3.2.4 Machine learning model SHAP explainable

To directly display the weights of each feature variable and its predictive values of the ET model, SHAP (Shapley Additive exPlanations) algorithms were performed to visualize variables. The SHAP summary plot contained average SHAP values of variables and a representation of each feature’s contribution with SHAP values. The top 20 feature variables were acute kidney failure, transfusion albumin, vasoactive drugs, transfusion plasma, transfusion platelet, INR_max, PT_max, AIMS65 score, PT_mean, APTT_max, APACHE-II score, bilirubin_max, diabetes, INR_mean, bilirubin_mean, GCS score, APTT_min, INR_min, APTT_mean, and bilirubin_min.
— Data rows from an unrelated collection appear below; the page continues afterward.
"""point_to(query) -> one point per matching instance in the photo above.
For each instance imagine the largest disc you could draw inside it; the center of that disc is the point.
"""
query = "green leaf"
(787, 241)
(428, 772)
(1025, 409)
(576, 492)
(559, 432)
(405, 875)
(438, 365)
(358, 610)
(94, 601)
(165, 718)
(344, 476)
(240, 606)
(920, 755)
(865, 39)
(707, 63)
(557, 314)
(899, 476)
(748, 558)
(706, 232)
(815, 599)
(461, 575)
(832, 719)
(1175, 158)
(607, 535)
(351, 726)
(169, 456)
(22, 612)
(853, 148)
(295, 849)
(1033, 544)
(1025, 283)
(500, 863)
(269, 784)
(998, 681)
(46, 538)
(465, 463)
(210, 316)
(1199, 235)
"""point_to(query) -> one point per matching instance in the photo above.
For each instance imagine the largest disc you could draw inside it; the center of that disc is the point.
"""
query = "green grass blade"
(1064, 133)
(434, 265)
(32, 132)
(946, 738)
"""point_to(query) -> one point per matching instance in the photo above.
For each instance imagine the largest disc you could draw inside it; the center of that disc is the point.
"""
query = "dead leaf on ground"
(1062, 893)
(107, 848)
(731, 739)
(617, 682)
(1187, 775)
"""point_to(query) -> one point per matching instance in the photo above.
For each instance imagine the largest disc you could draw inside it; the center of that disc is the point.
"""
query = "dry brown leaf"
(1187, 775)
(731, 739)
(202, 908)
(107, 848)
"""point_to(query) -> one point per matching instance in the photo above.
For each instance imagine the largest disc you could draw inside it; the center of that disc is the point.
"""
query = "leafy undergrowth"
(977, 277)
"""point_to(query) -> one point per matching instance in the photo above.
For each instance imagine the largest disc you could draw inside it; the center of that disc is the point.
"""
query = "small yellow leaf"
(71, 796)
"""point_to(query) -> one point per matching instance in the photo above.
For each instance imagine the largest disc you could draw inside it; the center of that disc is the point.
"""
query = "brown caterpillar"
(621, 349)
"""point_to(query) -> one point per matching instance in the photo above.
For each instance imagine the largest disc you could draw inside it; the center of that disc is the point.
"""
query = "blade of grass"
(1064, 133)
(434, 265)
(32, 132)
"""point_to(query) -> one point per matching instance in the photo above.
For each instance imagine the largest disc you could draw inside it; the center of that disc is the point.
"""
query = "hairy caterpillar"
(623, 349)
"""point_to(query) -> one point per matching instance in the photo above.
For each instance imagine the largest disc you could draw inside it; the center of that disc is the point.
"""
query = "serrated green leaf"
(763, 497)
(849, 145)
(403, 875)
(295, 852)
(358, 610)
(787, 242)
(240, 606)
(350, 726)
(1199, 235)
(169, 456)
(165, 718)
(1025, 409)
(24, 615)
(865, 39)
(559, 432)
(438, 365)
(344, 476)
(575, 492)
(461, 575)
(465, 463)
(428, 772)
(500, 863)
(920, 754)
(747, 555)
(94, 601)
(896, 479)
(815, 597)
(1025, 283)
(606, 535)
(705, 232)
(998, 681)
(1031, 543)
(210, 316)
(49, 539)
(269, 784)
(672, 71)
The SHAP feature importance plot indicated top 20 feature variables weight of the optimal ET model in mortality prediction (Figure 3A). In the SHAP summary plot, each point represents the SHAP value of corresponding feature variable for given sample (Figure 3B). Similarly, points trending toward red color indicate higher feature values, while those approaching blue color denote lower feature values.

Figure 3

Figure 3. SHAP explainable of the extra trees prediction model. (A) The SHAP feature importance plot; (B) the SHAP summary plot; (C) the ML explainability of positive patient; (D) the ML explainability of negative patient.

3.2.5 Machine learning explainability for patients

The SHAP explains model predictions by quantifying feature contributions, visualized via waterfall plots. The positive patient was randomly selected in Figure 3C. The base value of the ET model is E f(x) = 0.05, the patient transfusion albumin, corresponding to f(x) = 0.11; patient had acute kidney failure, corresponding to f(x) = 0.09. Similarly, other feature variables correspond to f(x) values. As described in Figure 3C, the final f(x) was 0.936; therefore, the patient was positive case representative.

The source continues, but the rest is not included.